文摘The incidence of dengue in Malaysia has shown an increasing trend since the year 2000. Vector control is the primary approach for dengue control in Malaysia. There is an urgent need for new or modified approaches such as the residual spraying on the outer walls that can potentially last long enough to control the Aedes population, particularly in the outbreak-prone areas. In this field study, we conducted outdoor residual spraying (ORS) using a newly formulated polymer-enhanced suspension concentrate (SC-PE) of deltamethrin. The objectives of this study were to evaluate the efficacy of ORS using deltamethrin SC-PE and its effect on wild Aedes populations and to assess its residual bio-efficacy on painted cement walls against the pyrethroid-susceptible strains of laboratory-reared Aedes mosquitoes. Three rounds of spraying in a four-month cycle were conducted between 2014 and 2015 in four residential areas (low-rise and high-rise housing types) in Hulu Langat, Selangor.
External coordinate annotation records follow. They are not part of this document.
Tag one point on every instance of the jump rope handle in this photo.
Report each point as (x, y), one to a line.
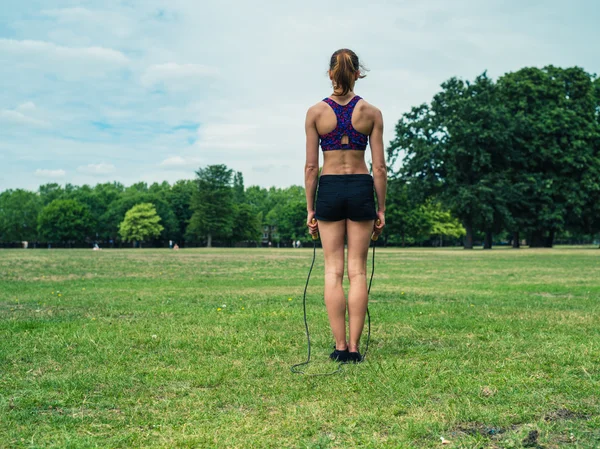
(315, 236)
(374, 237)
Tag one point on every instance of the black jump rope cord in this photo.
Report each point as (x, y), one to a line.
(339, 368)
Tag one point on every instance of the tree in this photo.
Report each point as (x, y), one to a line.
(556, 135)
(458, 150)
(140, 223)
(180, 199)
(65, 221)
(50, 192)
(212, 204)
(246, 224)
(19, 211)
(239, 195)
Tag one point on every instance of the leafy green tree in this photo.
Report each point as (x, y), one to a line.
(556, 136)
(141, 222)
(457, 151)
(50, 192)
(405, 217)
(157, 194)
(246, 225)
(239, 195)
(19, 211)
(212, 204)
(442, 223)
(65, 221)
(180, 199)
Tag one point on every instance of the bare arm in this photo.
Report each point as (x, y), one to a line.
(378, 160)
(311, 167)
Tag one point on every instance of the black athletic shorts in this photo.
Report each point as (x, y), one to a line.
(345, 196)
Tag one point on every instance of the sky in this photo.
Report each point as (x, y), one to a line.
(151, 90)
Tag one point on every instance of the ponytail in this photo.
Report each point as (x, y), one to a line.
(343, 67)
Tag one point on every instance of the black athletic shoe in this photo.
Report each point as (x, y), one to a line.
(339, 356)
(354, 357)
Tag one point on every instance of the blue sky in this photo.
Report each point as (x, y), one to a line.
(133, 90)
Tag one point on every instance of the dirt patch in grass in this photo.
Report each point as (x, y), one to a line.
(565, 414)
(485, 430)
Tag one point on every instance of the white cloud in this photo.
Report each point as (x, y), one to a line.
(101, 169)
(174, 161)
(151, 69)
(52, 174)
(16, 117)
(29, 106)
(176, 76)
(44, 50)
(178, 162)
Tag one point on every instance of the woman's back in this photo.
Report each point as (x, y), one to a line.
(327, 116)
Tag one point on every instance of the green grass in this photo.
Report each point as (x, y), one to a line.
(128, 349)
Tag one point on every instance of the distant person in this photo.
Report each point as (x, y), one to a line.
(343, 123)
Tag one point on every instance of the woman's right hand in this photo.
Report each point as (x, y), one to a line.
(379, 223)
(311, 222)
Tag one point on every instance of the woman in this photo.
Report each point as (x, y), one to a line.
(345, 208)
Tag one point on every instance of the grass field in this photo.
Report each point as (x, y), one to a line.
(156, 348)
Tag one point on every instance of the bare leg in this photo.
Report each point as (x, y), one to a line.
(359, 237)
(332, 238)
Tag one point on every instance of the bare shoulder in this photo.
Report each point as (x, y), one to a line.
(371, 110)
(316, 110)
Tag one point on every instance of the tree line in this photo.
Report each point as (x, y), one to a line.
(506, 161)
(213, 208)
(518, 157)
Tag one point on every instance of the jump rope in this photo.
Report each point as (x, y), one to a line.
(295, 368)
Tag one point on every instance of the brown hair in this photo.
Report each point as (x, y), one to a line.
(343, 67)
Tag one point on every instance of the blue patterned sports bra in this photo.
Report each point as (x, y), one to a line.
(333, 139)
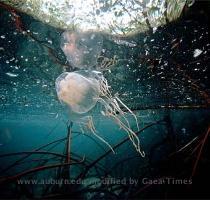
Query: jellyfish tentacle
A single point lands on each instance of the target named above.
(93, 130)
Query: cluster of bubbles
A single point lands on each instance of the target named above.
(82, 90)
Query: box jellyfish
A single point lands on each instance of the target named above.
(82, 90)
(81, 49)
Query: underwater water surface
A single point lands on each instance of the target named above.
(149, 92)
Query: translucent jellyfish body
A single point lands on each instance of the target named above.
(82, 90)
(81, 49)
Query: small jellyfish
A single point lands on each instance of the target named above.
(81, 49)
(82, 90)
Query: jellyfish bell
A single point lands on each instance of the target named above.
(81, 48)
(78, 90)
(82, 90)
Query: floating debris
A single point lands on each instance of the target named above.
(11, 74)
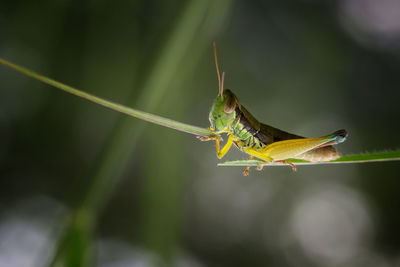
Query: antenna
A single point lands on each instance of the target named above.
(220, 85)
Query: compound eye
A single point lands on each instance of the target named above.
(231, 102)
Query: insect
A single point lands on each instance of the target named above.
(262, 141)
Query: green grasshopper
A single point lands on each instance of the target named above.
(262, 141)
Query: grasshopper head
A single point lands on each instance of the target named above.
(222, 112)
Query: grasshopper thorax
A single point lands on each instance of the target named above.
(223, 113)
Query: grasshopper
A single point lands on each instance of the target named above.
(262, 141)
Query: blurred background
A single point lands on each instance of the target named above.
(81, 185)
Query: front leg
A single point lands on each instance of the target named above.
(220, 152)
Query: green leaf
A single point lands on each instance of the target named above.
(356, 158)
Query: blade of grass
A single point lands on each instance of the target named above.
(179, 126)
(356, 158)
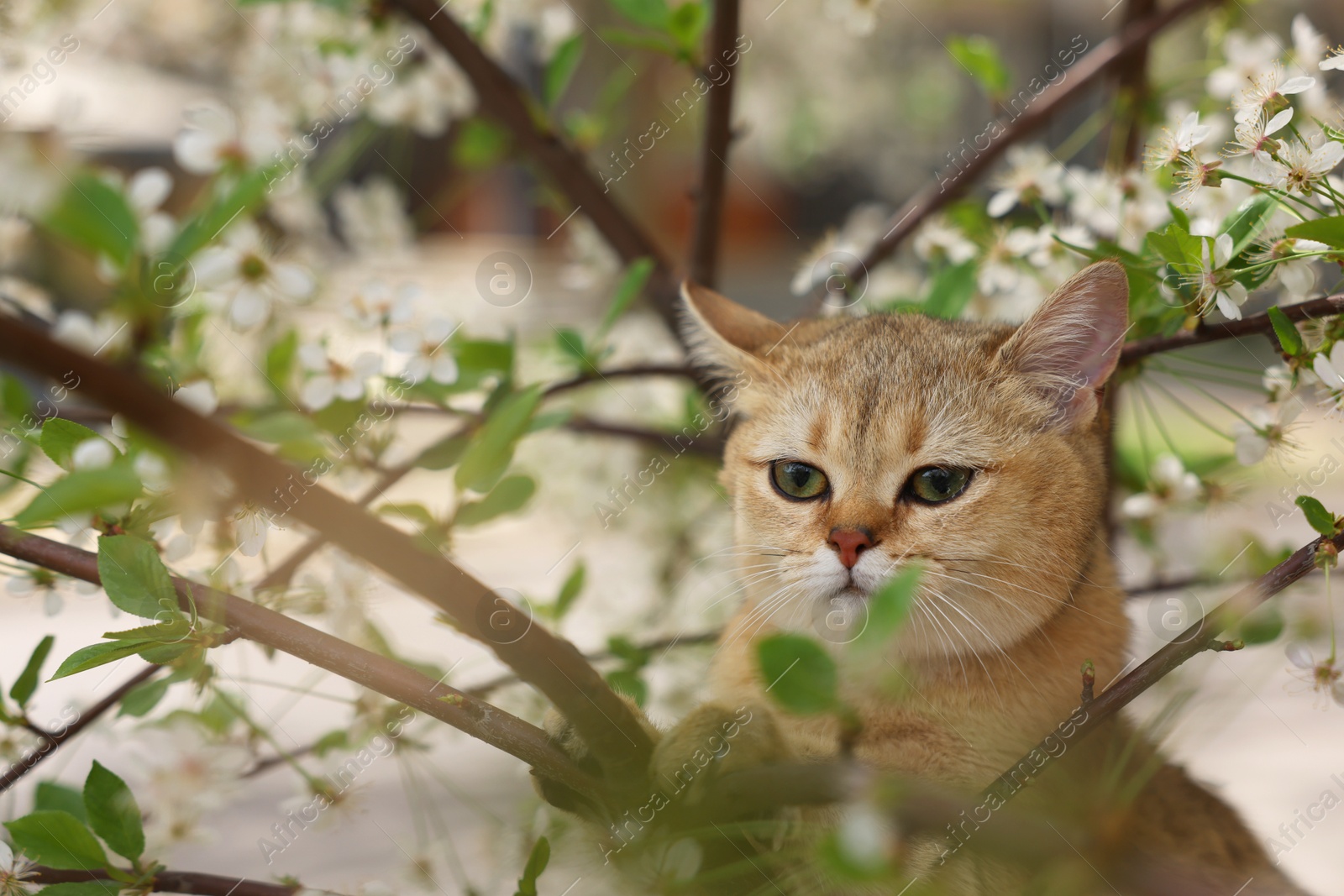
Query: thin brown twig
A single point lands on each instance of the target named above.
(363, 667)
(179, 882)
(506, 101)
(1104, 58)
(1256, 324)
(53, 739)
(284, 573)
(550, 664)
(714, 150)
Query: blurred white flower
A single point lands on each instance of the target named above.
(1245, 58)
(145, 192)
(1168, 484)
(427, 98)
(1331, 369)
(376, 304)
(252, 523)
(333, 379)
(92, 336)
(93, 454)
(429, 355)
(371, 217)
(940, 239)
(245, 275)
(1263, 430)
(1032, 175)
(1268, 92)
(15, 872)
(212, 136)
(1299, 168)
(1278, 382)
(199, 396)
(1214, 282)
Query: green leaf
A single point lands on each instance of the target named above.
(280, 362)
(651, 13)
(979, 55)
(134, 578)
(508, 496)
(799, 673)
(537, 862)
(58, 797)
(84, 888)
(98, 654)
(1249, 221)
(629, 683)
(951, 291)
(60, 438)
(1323, 230)
(1316, 515)
(480, 144)
(685, 24)
(57, 840)
(417, 513)
(144, 698)
(113, 812)
(444, 453)
(492, 449)
(1288, 336)
(249, 192)
(1261, 626)
(27, 681)
(1179, 215)
(570, 343)
(94, 215)
(569, 591)
(81, 492)
(632, 284)
(890, 606)
(561, 69)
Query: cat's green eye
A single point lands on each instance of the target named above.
(799, 481)
(936, 484)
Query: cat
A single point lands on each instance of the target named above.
(979, 450)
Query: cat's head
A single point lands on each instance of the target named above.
(866, 443)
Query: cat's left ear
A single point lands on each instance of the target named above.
(1072, 344)
(725, 338)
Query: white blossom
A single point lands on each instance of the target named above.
(333, 379)
(430, 358)
(244, 273)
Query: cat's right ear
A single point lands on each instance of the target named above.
(723, 336)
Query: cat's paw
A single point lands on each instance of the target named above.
(562, 734)
(712, 741)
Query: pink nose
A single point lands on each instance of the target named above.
(850, 543)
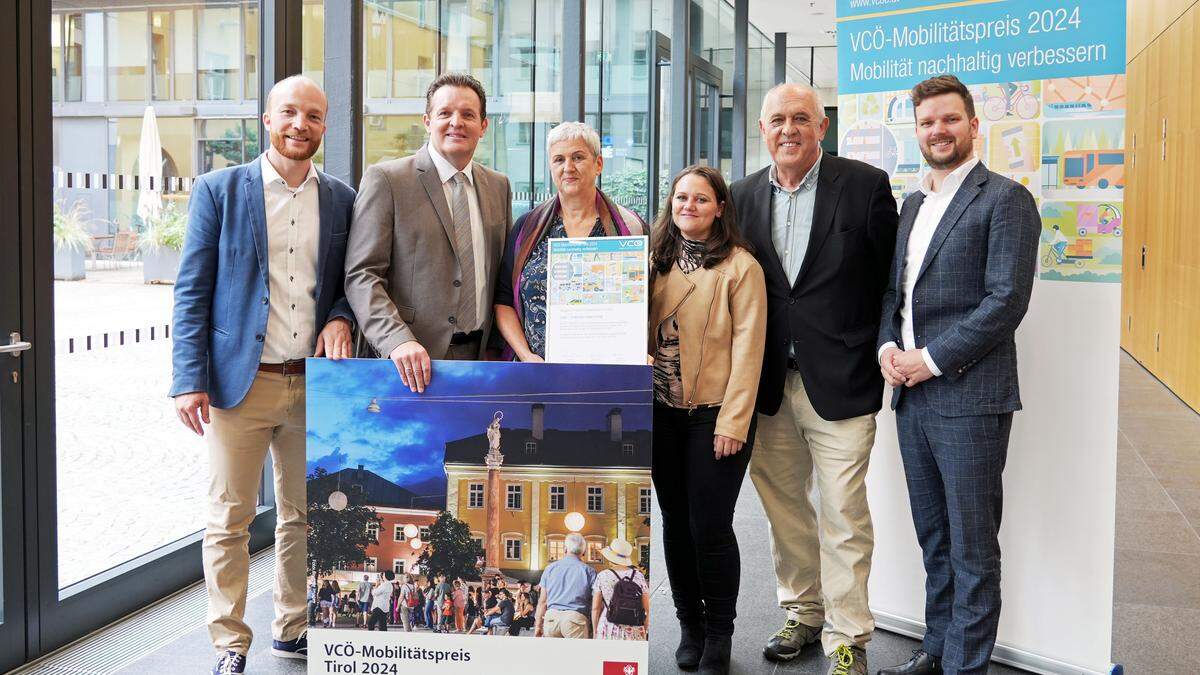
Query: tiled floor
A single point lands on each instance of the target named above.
(1157, 590)
(1157, 587)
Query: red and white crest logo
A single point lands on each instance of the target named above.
(619, 668)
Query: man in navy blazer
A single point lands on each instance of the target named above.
(961, 278)
(261, 288)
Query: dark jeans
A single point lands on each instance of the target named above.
(378, 620)
(697, 494)
(954, 466)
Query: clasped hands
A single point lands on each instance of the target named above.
(907, 368)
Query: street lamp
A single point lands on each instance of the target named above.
(574, 521)
(337, 500)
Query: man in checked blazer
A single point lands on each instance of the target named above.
(960, 285)
(427, 239)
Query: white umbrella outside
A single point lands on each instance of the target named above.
(149, 167)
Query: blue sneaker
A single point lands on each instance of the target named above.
(231, 663)
(292, 649)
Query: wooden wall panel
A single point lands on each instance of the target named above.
(1162, 299)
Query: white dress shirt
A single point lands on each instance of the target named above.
(929, 215)
(445, 174)
(293, 231)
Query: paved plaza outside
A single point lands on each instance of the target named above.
(130, 476)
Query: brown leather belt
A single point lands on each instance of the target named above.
(294, 366)
(466, 338)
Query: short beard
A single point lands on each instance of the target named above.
(961, 154)
(281, 145)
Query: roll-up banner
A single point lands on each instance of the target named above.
(1048, 79)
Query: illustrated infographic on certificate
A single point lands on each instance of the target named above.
(597, 300)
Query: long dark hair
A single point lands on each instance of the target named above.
(723, 238)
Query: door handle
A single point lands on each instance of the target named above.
(15, 346)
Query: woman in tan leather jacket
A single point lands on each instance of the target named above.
(708, 315)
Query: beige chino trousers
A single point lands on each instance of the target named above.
(821, 565)
(270, 417)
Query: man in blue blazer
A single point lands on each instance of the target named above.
(261, 288)
(960, 285)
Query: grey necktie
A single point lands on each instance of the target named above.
(461, 214)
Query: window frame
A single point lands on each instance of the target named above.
(509, 494)
(598, 495)
(551, 499)
(472, 494)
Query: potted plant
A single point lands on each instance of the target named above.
(72, 242)
(161, 243)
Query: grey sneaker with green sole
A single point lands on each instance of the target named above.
(787, 643)
(847, 661)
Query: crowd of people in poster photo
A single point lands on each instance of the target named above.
(778, 309)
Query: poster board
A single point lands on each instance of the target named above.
(1048, 79)
(481, 477)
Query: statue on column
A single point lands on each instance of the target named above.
(495, 460)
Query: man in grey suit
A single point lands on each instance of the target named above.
(960, 285)
(427, 239)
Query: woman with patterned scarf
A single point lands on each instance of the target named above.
(577, 210)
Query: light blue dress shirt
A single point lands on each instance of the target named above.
(791, 219)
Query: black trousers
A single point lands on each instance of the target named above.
(697, 494)
(378, 620)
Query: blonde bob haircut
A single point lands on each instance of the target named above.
(575, 131)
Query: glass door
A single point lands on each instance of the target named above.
(706, 113)
(658, 63)
(12, 545)
(141, 99)
(703, 115)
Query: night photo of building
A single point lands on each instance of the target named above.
(522, 454)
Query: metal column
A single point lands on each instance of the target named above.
(280, 40)
(681, 85)
(574, 46)
(343, 87)
(741, 82)
(780, 58)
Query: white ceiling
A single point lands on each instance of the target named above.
(807, 23)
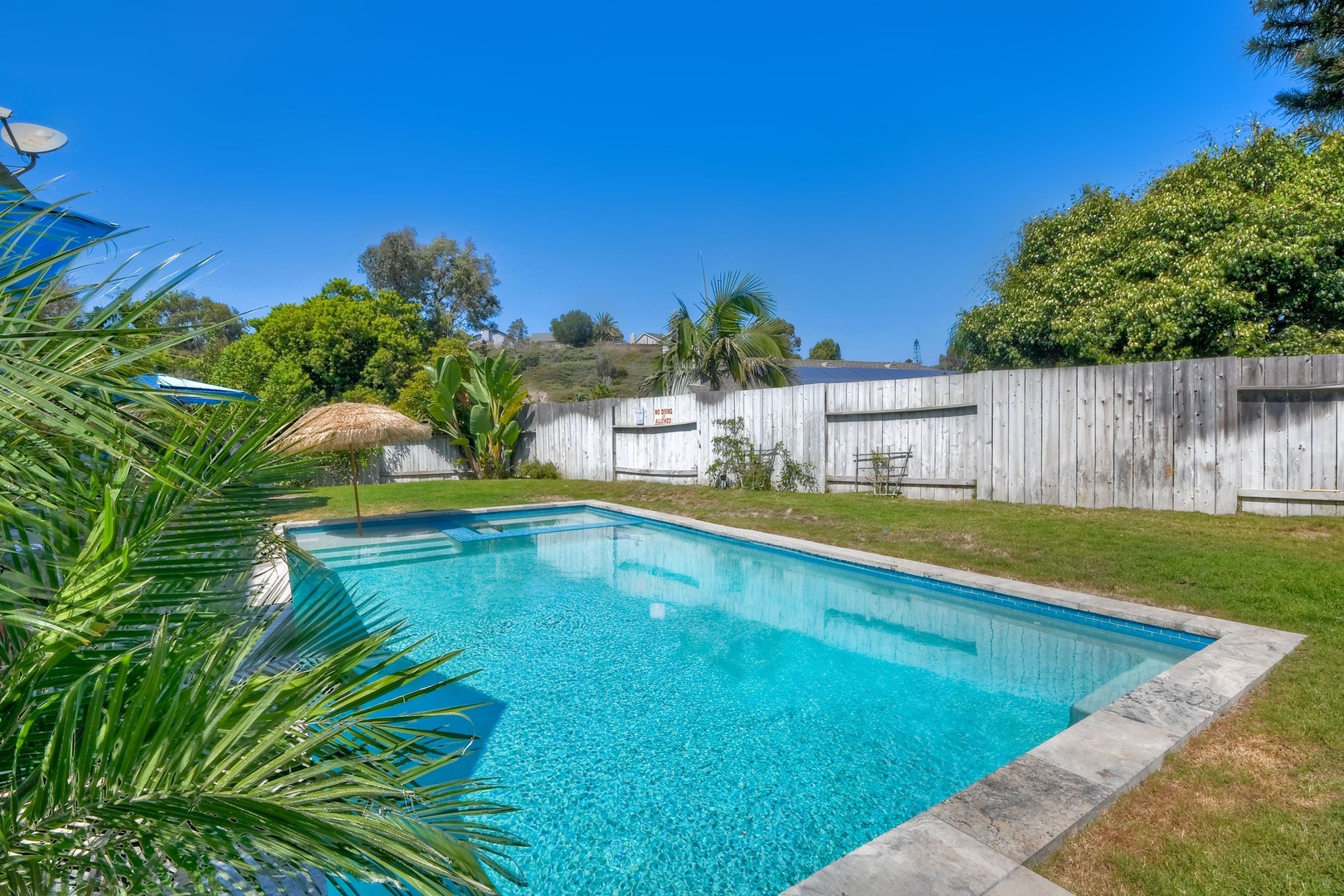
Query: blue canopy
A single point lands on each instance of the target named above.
(50, 230)
(191, 392)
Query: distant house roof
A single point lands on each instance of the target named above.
(812, 373)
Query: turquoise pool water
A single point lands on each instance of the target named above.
(686, 713)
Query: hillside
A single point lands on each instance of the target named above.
(554, 373)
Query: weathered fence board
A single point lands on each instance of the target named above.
(1210, 436)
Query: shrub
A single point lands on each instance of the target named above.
(533, 469)
(741, 465)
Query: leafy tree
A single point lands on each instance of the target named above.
(207, 323)
(827, 349)
(572, 328)
(516, 332)
(158, 728)
(343, 338)
(605, 329)
(735, 338)
(1305, 37)
(1238, 251)
(452, 284)
(791, 334)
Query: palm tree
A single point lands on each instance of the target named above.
(160, 730)
(737, 338)
(605, 329)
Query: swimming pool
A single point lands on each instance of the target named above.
(687, 713)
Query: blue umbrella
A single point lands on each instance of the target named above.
(50, 230)
(191, 392)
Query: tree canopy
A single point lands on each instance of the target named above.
(319, 349)
(1238, 251)
(827, 349)
(1305, 37)
(453, 285)
(574, 328)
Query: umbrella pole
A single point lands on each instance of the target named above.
(353, 483)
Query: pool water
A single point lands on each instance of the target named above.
(686, 713)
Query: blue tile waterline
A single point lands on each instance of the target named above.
(687, 712)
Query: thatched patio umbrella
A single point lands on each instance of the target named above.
(346, 427)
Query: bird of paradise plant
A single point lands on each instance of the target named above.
(479, 409)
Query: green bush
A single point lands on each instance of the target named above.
(531, 469)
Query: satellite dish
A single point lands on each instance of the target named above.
(32, 140)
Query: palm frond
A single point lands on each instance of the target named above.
(158, 731)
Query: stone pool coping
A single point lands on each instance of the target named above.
(979, 841)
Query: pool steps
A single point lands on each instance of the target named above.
(425, 548)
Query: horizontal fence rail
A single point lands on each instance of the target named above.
(1211, 436)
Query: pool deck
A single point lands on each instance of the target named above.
(980, 841)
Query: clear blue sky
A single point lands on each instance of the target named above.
(871, 162)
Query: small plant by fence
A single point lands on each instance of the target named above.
(743, 465)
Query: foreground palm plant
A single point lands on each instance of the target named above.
(737, 338)
(162, 731)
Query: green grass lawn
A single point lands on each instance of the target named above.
(1255, 805)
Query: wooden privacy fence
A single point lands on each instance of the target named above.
(1210, 436)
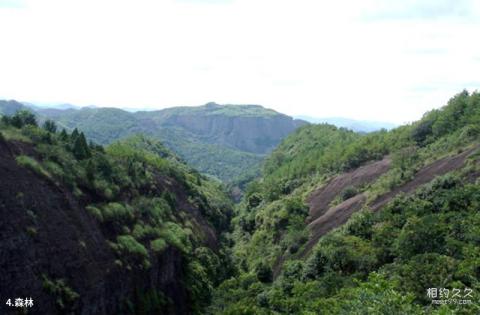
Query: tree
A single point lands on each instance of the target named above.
(50, 126)
(264, 272)
(63, 135)
(23, 118)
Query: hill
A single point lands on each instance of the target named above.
(353, 124)
(122, 229)
(219, 140)
(345, 223)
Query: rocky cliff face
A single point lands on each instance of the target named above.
(54, 251)
(255, 134)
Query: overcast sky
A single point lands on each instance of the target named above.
(371, 59)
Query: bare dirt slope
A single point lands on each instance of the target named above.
(321, 198)
(327, 220)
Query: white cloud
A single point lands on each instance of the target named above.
(299, 57)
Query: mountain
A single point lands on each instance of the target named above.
(348, 223)
(353, 124)
(337, 222)
(122, 229)
(219, 140)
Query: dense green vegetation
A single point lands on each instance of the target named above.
(203, 136)
(377, 263)
(144, 198)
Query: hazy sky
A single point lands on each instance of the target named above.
(369, 59)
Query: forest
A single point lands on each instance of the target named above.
(412, 226)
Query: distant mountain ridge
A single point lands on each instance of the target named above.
(352, 124)
(224, 141)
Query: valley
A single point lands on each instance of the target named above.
(332, 221)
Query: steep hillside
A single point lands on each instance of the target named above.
(117, 230)
(342, 223)
(219, 140)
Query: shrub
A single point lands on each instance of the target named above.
(95, 212)
(264, 272)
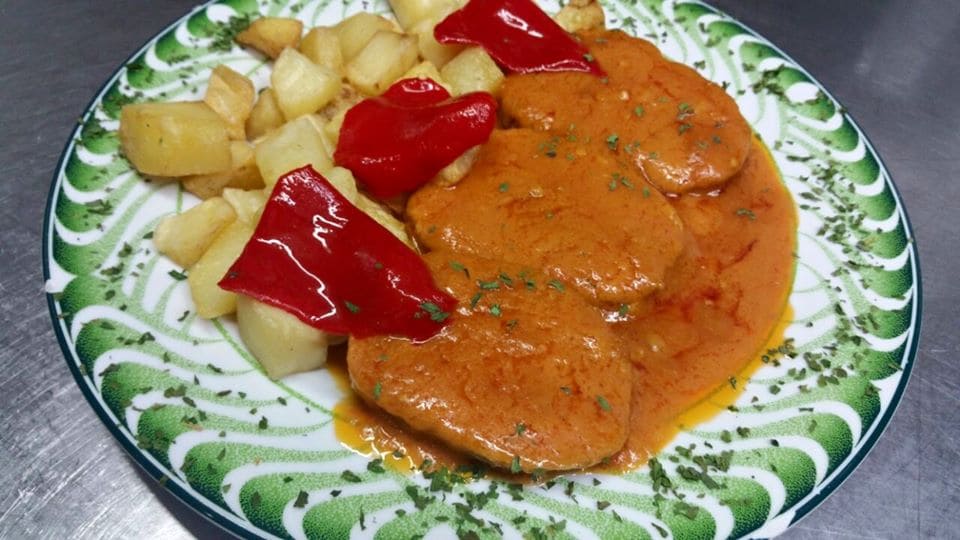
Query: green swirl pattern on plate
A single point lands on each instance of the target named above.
(260, 458)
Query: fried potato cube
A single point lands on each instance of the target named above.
(577, 18)
(387, 56)
(384, 217)
(270, 35)
(174, 139)
(426, 70)
(472, 71)
(246, 203)
(454, 172)
(265, 116)
(322, 46)
(301, 86)
(243, 174)
(357, 30)
(185, 237)
(230, 95)
(332, 128)
(290, 147)
(212, 301)
(282, 343)
(430, 49)
(411, 12)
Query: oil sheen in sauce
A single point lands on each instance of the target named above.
(706, 314)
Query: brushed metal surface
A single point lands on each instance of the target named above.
(894, 64)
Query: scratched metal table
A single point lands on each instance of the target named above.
(894, 64)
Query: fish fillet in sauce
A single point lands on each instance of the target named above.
(565, 196)
(684, 132)
(560, 204)
(530, 376)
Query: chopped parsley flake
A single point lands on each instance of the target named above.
(612, 141)
(604, 404)
(436, 314)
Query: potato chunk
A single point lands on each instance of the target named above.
(322, 46)
(357, 30)
(174, 139)
(210, 299)
(289, 147)
(265, 116)
(185, 237)
(473, 71)
(230, 95)
(426, 70)
(282, 343)
(387, 56)
(246, 203)
(243, 174)
(270, 35)
(577, 18)
(430, 49)
(384, 217)
(454, 172)
(302, 87)
(411, 12)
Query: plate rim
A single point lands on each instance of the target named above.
(205, 508)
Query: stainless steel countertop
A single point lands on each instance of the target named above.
(894, 64)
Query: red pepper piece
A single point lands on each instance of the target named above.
(518, 35)
(322, 259)
(398, 141)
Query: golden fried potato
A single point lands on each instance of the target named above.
(282, 343)
(322, 46)
(265, 116)
(210, 299)
(357, 30)
(185, 237)
(230, 95)
(243, 174)
(301, 86)
(270, 35)
(473, 71)
(387, 56)
(174, 139)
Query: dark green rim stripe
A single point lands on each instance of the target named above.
(200, 505)
(829, 485)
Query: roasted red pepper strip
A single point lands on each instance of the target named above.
(398, 141)
(518, 35)
(322, 259)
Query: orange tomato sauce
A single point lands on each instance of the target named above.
(723, 305)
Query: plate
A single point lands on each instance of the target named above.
(260, 458)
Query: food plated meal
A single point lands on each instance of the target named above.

The bio-efficacy of the insecticide was evaluated by assessing its impact on vector population using ovitrap surveillance. Standard WHO wall deposit bioassay was adapted to determine bio-efficacy of deltamethrin, i.e. post 30 min knockdown and post 24 h mortality after exposure. During the treatment period, we observed significant reductions in the population of Ae. albopictus in the sprayed low-rise housing in both semi-indoor and outdoor environments, while in the high-rise housing, there was also a significant decline in Ae. aegypti population in the semi-indoor environment. The evaluation of the residual bio-efficacy of deltamethrin SC-PE against laboratory-reared Aedes mosquitoes showed that the insecticide lasted longer in the high-rise housing compared to the low-rise housing with >80% mortality achieved continuously for 16 weeks. We provide initial evidence on residual efficacy of deltamethrin SC-PE in reducing Aedes population size in the low-rise and high-rise housing. Our results showed that ORS is a promising tool in the dengue vector control and like IRS in malaria control;it is a powerful and effective method if conducted correctly. However, large scale and well-designed studies with entomological and epidemiological endpoints are still warranted before its routine use in dengue control.